Nature has a nice wee article (no subscription required to read this one, FTW!) on the state of what one might call “informal” peer review – the challenges and questions to published works that come from blogs and tweets and the like.
For those of us who have been talking about the changes needed in the whole infrastructure and culture of science discourse (particularly the lock publishers have on research papers), this Nature article holds no surprises. Indeed, it comes off making some scientists seem a bit whiny.
The article points to some recent events where scientists have been skewered online for papers or claims made. This reminds me of the early days of blogging when folks were trying hard to control the message and were freaking out when anyone said anything.
The paper does have some great examples and quotes though. For example, David Goldstein, from Duke’s Center for Human Genome Variation, is quoted saying, “if the work is solid, it hold up over time”. And the efforts by PLoS with comments on papers, how arXiv.org works, and ratings from F1000 are good to show to those who are probably reading the article to figure out how to survive the blogosphere.

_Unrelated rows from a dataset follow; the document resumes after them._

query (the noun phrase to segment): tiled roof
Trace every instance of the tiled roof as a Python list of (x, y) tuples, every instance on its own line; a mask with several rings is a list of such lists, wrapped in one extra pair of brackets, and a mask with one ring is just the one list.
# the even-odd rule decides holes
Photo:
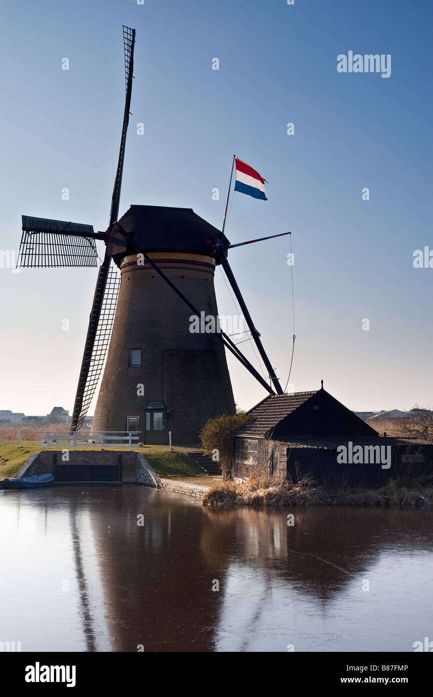
[(301, 404), (315, 395), (318, 390), (308, 392), (293, 392), (291, 395), (271, 395), (250, 409), (249, 413), (255, 420), (244, 426), (237, 436), (262, 438), (266, 432), (276, 426), (285, 416), (291, 414)]
[[(352, 443), (355, 445), (398, 445), (401, 443), (397, 442), (397, 438), (374, 437), (363, 438), (354, 436), (353, 438), (292, 438), (290, 442), (284, 443), (288, 447), (320, 447), (324, 450), (336, 450), (339, 445), (347, 447), (348, 443)], [(404, 445), (404, 444), (403, 444)]]
[[(251, 424), (251, 425), (253, 424)], [(249, 437), (255, 436), (255, 437), (260, 437), (258, 434), (244, 434), (243, 431), (236, 434), (236, 436), (248, 436)], [(433, 445), (432, 441), (421, 441), (419, 438), (387, 438), (383, 436), (366, 438), (365, 436), (357, 437), (356, 436), (345, 438), (343, 436), (341, 438), (336, 438), (335, 436), (333, 438), (292, 438), (290, 441), (281, 442), (283, 445), (287, 445), (288, 447), (322, 448), (335, 450), (339, 445), (346, 445), (347, 447), (349, 441), (353, 443), (354, 447), (355, 445), (361, 445), (363, 447), (364, 445)]]

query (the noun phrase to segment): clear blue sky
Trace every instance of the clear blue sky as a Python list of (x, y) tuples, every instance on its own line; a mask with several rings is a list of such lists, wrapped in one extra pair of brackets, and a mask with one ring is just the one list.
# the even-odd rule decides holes
[[(432, 405), (433, 268), (412, 261), (415, 250), (433, 249), (432, 15), (428, 0), (3, 0), (0, 248), (19, 246), (22, 213), (107, 227), (128, 24), (136, 43), (121, 212), (191, 207), (221, 227), (235, 153), (269, 181), (269, 200), (234, 194), (230, 240), (292, 232), (295, 390), (323, 378), (351, 408)], [(391, 54), (391, 77), (338, 73), (337, 56), (349, 50)], [(288, 239), (230, 254), (283, 384)], [(0, 408), (72, 410), (95, 278), (93, 269), (0, 269)], [(220, 313), (232, 313), (219, 270), (216, 286)], [(240, 406), (265, 396), (229, 365)]]

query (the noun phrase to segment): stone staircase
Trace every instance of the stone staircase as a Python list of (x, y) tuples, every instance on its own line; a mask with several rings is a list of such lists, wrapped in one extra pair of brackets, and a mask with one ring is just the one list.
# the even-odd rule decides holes
[(203, 457), (203, 453), (196, 450), (192, 452), (185, 452), (185, 455), (191, 460), (194, 460), (199, 467), (203, 467), (211, 477), (221, 475), (221, 469), (219, 462), (214, 462), (212, 457)]

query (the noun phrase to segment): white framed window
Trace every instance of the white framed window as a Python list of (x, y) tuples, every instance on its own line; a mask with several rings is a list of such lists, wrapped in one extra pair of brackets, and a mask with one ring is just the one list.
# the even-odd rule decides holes
[(235, 459), (244, 465), (256, 465), (258, 463), (258, 441), (242, 438), (236, 439)]
[(164, 420), (162, 411), (154, 411), (153, 413), (153, 430), (164, 431)]
[(138, 431), (139, 430), (139, 417), (138, 416), (127, 416), (126, 419), (126, 430), (129, 432), (129, 431)]
[(141, 365), (141, 349), (131, 348), (129, 354), (129, 365), (131, 367), (137, 367)]

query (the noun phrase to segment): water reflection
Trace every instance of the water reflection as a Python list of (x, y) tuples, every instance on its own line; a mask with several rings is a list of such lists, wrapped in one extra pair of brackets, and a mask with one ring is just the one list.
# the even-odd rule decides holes
[(214, 510), (135, 485), (1, 491), (10, 602), (0, 640), (23, 650), (411, 651), (433, 636), (432, 520)]

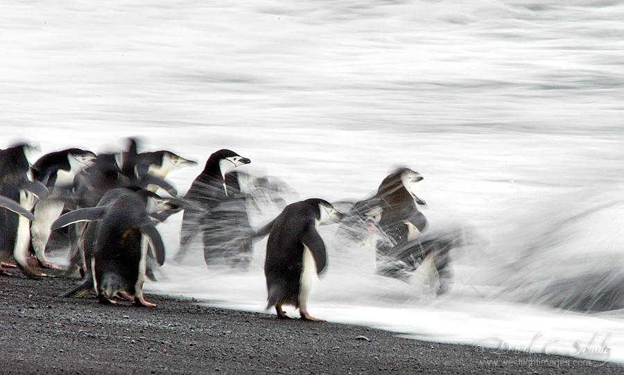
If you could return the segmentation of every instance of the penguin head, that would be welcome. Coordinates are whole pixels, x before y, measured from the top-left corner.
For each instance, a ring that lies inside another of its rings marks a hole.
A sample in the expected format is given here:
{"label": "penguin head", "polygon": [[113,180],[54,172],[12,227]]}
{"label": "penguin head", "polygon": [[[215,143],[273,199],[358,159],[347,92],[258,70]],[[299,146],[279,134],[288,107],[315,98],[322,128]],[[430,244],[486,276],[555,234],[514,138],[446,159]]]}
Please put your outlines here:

My favorite comment by the author, though, is:
One solution may lie in new ways of capturing, organizing and measuring all these scattered inputs, so that they end up making a coherent contribution to science instead of just fading back into the blogosphere.
I’ve been harping on this for a while and still think there’s an opportunity to create a solution like this. I think there is a lot of good thinking, plenty of examples in other industries, and folks are doing parts of this solution, such as trying to think of other ways to change how we calculate the impact of a paper (à la Technorati or through real-time stats), author ID systems, or ways to turn the science paper into the social object. The article also mentions Jason Priem’s work on alternate paper metrics (alt-metrics).
It feels like 2004 all over again as another industry discovers the power of devolving the power back to the masses. And the Web was initially designed by scientists, for scientist – what’s there to fear?
UPDATE 28jan11: Related to this topic, Zachary Knight has an incisive commentary on how all this was protrayed.